In aggiunta a ciò, i giudici ricordano anche come nella determinazione dell’assegno di mantenimento non si possa che tenere in considerazione dell’evidenza per la quale il dovere di mantenere, di istruire e di educare la prole, stabilito dall’art. 147 cod. civ., vincola i coniugi a far fronte ad una molteplicità di necessità dei figli, che non possono essere ricondotte solamente all’obbligo alimentare, ma devono essere estese anche all’aspetto abitativo, scolastico, sportivo, sanitario, sociale, fino all’assistenza morale e materiale, e all’opportuna predisposizione di una stabile organizzazione domestica, che si adeguata – fino a quando la loro età lo richieda – a rispondere a ogni bisogno di cura e di educazione.

Alla luce di quanto sopra, gli Ermellini rammentano come nell’imporre a ognuno dei coniugi l’obbligo di provvedere al mantenimento dei figli in misura proporzionale al proprio reddito, il giudice di merito debba individuare quali sono gli elementi da tenere in considerazione nella determinazione dell’assegno, oltre alle esigenze del figlio, il tenore di vita dello stesso, goduto in costanza di convivenza, e le risorse economiche dei genitori, oltre ai tempi di permanenza presso ciascuno di essi e la valenza economica dei compiti domestici e di cura dei loro assistiti.

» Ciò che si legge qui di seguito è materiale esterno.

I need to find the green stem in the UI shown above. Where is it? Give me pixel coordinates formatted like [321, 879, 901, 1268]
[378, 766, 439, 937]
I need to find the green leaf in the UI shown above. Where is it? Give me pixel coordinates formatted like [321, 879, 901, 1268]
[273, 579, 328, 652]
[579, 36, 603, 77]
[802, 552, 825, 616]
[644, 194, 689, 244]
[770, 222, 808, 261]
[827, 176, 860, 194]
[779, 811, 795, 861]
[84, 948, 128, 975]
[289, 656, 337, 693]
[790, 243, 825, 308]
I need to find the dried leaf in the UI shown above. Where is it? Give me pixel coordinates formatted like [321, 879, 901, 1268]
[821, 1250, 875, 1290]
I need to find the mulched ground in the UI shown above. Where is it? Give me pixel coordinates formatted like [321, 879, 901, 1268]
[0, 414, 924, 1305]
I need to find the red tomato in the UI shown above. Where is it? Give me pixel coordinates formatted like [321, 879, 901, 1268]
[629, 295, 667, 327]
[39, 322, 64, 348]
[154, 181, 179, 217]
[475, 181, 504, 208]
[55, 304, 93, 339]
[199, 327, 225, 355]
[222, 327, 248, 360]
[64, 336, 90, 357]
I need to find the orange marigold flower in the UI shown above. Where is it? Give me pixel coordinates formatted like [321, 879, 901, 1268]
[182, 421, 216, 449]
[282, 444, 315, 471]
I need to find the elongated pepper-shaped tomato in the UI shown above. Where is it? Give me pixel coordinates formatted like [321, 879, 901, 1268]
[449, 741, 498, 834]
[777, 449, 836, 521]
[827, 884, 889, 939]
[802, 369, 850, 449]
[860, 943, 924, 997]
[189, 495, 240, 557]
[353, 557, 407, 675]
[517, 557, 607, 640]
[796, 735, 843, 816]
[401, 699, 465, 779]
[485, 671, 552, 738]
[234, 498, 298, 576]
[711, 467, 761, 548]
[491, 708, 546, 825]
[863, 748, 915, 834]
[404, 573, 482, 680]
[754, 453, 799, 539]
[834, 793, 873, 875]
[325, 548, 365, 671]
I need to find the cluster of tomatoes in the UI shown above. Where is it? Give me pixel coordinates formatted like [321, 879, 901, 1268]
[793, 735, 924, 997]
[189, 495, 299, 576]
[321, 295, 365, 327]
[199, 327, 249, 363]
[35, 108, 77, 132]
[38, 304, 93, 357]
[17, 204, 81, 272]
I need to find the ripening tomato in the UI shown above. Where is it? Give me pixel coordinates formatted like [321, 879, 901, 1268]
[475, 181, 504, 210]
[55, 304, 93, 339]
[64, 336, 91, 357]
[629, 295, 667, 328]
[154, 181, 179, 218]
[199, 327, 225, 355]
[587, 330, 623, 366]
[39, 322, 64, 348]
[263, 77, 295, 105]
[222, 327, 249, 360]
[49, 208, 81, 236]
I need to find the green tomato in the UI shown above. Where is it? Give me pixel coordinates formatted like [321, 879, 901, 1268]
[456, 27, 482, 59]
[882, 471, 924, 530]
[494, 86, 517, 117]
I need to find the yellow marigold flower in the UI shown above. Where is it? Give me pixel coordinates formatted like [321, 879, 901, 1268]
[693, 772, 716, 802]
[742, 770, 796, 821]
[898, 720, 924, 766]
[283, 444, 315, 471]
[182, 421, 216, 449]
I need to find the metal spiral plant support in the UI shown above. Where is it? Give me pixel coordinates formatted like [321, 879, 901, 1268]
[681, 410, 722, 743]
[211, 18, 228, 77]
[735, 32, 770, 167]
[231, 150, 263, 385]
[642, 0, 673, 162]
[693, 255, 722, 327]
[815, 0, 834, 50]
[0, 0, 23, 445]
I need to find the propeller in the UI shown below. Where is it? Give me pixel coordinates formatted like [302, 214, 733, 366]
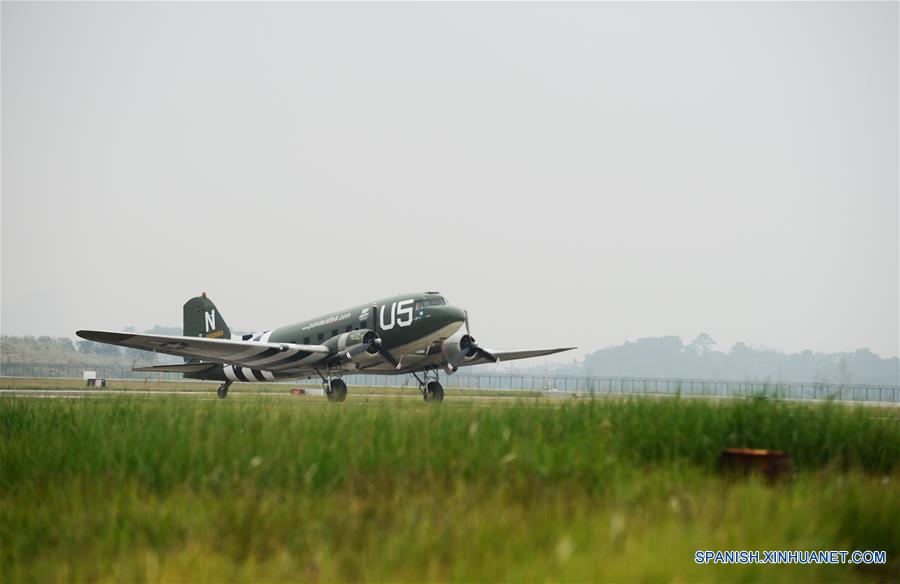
[450, 310, 500, 371]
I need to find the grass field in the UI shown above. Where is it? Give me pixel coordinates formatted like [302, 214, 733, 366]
[0, 380, 900, 582]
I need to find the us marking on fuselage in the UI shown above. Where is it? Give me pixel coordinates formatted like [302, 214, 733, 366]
[379, 298, 415, 331]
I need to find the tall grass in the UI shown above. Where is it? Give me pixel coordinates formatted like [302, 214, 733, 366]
[0, 397, 900, 581]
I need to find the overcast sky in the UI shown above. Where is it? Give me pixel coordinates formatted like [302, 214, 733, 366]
[0, 2, 900, 359]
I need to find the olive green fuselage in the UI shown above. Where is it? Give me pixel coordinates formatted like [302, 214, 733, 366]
[186, 292, 465, 381]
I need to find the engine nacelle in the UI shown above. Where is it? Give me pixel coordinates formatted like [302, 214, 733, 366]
[322, 329, 378, 355]
[441, 329, 478, 364]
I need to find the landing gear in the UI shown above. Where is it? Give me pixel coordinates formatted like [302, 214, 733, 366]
[316, 369, 347, 401]
[424, 381, 444, 401]
[325, 379, 347, 401]
[413, 369, 444, 402]
[216, 381, 234, 399]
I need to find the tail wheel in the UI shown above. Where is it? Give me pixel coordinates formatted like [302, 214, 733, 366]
[424, 381, 444, 401]
[327, 379, 347, 401]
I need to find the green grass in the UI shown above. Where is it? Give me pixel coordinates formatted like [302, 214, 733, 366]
[0, 394, 900, 582]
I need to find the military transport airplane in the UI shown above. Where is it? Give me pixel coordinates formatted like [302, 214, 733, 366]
[75, 292, 575, 401]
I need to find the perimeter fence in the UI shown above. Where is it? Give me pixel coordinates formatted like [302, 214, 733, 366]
[0, 363, 900, 403]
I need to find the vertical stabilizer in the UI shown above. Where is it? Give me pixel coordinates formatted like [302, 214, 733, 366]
[184, 292, 231, 339]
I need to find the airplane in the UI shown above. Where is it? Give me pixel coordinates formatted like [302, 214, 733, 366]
[75, 292, 576, 402]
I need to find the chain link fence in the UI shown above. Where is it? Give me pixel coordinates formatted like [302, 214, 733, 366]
[0, 363, 900, 403]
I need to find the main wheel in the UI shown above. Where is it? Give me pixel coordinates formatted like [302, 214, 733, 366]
[425, 381, 444, 401]
[328, 379, 347, 401]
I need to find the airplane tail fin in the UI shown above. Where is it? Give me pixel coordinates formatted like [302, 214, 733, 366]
[184, 292, 231, 339]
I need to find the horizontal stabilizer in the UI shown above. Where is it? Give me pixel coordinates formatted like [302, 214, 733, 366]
[134, 363, 217, 373]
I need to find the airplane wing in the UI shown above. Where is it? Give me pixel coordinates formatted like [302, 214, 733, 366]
[459, 347, 578, 367]
[75, 331, 331, 368]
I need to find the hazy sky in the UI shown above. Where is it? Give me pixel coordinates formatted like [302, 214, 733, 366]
[0, 2, 900, 359]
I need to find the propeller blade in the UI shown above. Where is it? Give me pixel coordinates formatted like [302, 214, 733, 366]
[475, 345, 500, 363]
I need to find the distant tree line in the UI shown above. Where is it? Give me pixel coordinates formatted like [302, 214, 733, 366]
[0, 325, 181, 367]
[496, 333, 900, 385]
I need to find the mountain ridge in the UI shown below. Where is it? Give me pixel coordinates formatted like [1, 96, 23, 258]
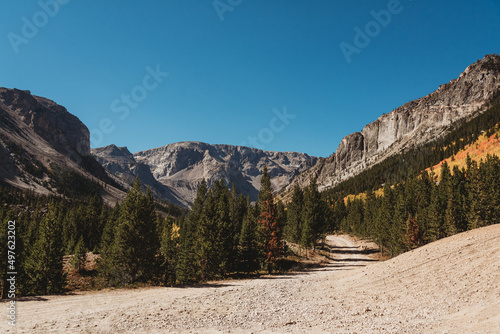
[92, 141, 317, 206]
[283, 54, 500, 192]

Mantenimento del figlio, tra bigenitorialità e prevalenza genitoriale

Sempre in merito ai principali elementi ritenuti dalla pronuncia della Suprema Corte, i giudici sottolineano come in tema di affidamento dei figli minori, il giudizio prognostico del giudice – che non potrà che avere come esclusivo interesse morale e materiale quello della prole – deve operare circa le capacità dei genitori di crescere e di educare il figlio nella nuova situazione determinata dalla disgregazione dell’unione, e debba essere formulato tenendo in considerazione, sulla base di concreti elementi, del modo in cui i genitori hanno precedentemente svolto i propri compiti, delle rispettive capacità di relazione affettiva, attenzione, comprensione, educazione e disponibilità ad un assiduo rapporto, nonché della personalità del genitore, delle sue consuetudini di vita e dell’ambiente sociale e familiare che è in grado di garantire al minore.

In ogni caso – proseguono poi gli Ermellini – deve essere assicurato il rispetto del principio della bigenitorialità, che deve intendersi come presenza comune dei genitori nella vita del figlio, che sia idoneo ad assicurargli una stabile consuetudine di vita e di salde relazioni affettive con entrambi, che hanno intuibilmente il dovere di cooperare nella sua assistenza, educazione e istruzione.

Ulteriormente, nell’ambito dell’affidamento condiviso di un minore, deve rappresentare una idonea misura a salvaguardare il suo preminente interesse ad una crescita serena e armoniosa, in una situazione che non potrà che essere quella di disgregazione della famiglia, la sua collocazione stabile presso il genitore con il quale ha in prevalenza vissuto in precedenza, e che possa assicurargli una maggiore attenzione, poiché in questo modo ritenuto più idoneo a prendersi cura dello stesso, garantendo nel contempo al genitore che non è collocatario, degli ampi periodi di tempo per tenere il figlio presso di sé.